For the first time I listened to everyone's praise of their mothers with keen ears. So many thank-you's, so many I-love-you's. Simple but profound acknowledgement of all of the years of dedication that their mothers sowed into their lives. I watched all of these children, young and well grown, give tribute to the women that brought them into this world and wondered if someday my little one will say those things about me. Still in my womb, it makes me tremble to think I have this role in someone's life now. How will I wear it? What kind of mother will I be?
For the first time I saw the women in my life who have been mothers all this time for the Selfless, Brave, Loving people they must be. Until now I have not imagined their sleepless nights, their countless decisions, their hopes and their fears. I find myself imagining these things now. I haven't held my child outside of my body yet, but it must change you, call you to be more than you ever thought you could be. How does that happen? How do you suddenly become capable of so much subtle sacrifice and fierce love?
For the first time I felt a kinship with all of them, felt somehow invisibly connected with all of the mothers that are and have been. Something about my womanhood has clicked and I feel it humming through my bones. I get to partake in this rite of passage that has been the way Life is ushered in since our beginning.

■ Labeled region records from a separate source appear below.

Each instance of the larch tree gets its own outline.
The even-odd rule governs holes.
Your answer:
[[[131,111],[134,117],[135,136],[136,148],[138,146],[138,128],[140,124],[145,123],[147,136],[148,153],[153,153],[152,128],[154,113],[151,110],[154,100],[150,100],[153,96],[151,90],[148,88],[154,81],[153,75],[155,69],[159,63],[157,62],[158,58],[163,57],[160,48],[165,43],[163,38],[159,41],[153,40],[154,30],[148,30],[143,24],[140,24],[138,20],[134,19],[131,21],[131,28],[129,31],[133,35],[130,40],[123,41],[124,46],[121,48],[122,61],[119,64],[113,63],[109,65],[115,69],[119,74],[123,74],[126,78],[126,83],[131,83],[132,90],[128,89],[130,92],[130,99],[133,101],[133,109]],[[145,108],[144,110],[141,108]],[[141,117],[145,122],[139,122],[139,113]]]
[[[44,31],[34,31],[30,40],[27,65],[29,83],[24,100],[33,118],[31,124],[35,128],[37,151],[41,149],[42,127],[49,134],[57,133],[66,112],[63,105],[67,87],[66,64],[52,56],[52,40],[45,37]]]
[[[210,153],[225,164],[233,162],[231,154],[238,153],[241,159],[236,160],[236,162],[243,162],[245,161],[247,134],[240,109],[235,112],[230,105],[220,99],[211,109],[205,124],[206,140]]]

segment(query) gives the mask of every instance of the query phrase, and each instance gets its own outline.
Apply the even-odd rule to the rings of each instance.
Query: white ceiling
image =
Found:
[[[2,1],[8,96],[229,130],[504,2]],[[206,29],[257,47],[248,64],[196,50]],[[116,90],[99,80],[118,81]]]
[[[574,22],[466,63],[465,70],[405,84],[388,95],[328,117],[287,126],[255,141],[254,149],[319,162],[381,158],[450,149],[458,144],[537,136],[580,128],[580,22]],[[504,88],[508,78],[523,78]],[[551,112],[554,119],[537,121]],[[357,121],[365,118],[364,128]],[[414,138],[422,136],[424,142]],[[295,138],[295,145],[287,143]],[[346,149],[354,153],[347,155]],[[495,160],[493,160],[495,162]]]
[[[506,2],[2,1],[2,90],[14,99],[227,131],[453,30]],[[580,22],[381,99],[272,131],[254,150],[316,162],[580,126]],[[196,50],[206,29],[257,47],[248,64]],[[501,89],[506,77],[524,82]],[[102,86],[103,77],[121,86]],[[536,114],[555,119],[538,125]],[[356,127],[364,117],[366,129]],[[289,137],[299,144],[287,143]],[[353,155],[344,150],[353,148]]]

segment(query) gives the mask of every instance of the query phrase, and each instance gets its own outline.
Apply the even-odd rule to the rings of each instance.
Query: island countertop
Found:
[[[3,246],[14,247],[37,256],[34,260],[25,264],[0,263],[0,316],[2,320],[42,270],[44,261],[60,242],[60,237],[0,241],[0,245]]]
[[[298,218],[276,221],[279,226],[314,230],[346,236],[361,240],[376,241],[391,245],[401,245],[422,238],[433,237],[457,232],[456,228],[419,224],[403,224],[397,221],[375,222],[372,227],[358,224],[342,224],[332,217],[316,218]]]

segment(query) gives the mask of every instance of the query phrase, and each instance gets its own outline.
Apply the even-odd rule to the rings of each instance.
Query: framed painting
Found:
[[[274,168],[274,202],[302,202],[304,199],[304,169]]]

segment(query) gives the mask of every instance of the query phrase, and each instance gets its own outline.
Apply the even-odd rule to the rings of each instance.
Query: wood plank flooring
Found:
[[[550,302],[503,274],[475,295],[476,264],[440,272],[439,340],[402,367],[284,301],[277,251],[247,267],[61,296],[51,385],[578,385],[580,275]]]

Mothers have been walking this path for centuries - How I crave their collected wisdom. I have so much to learn, but I somehow feel safe knowing that it's been done countless times before.
For the first time I wanted to reach out and hug every mother I know. I wanted to tell her how precious she is, how priceless is the work she does, and how much I admire her. It seems so small, Mother's Day, for such a big job. As one of my Favorite Bloggers says, it's Kingdom work, this raising of souls, this molding of little people. What an incredibly daunting, humbling task.
So now that the day has passed, the cards have been sent and the flowers stand in vases, I want to thank all the mothers that I know. Thank you for rising up to the challenge of nurturing the Lives that have been placed in your care. You are some of the bravest people I know, and I hope you know how AMAZING you are.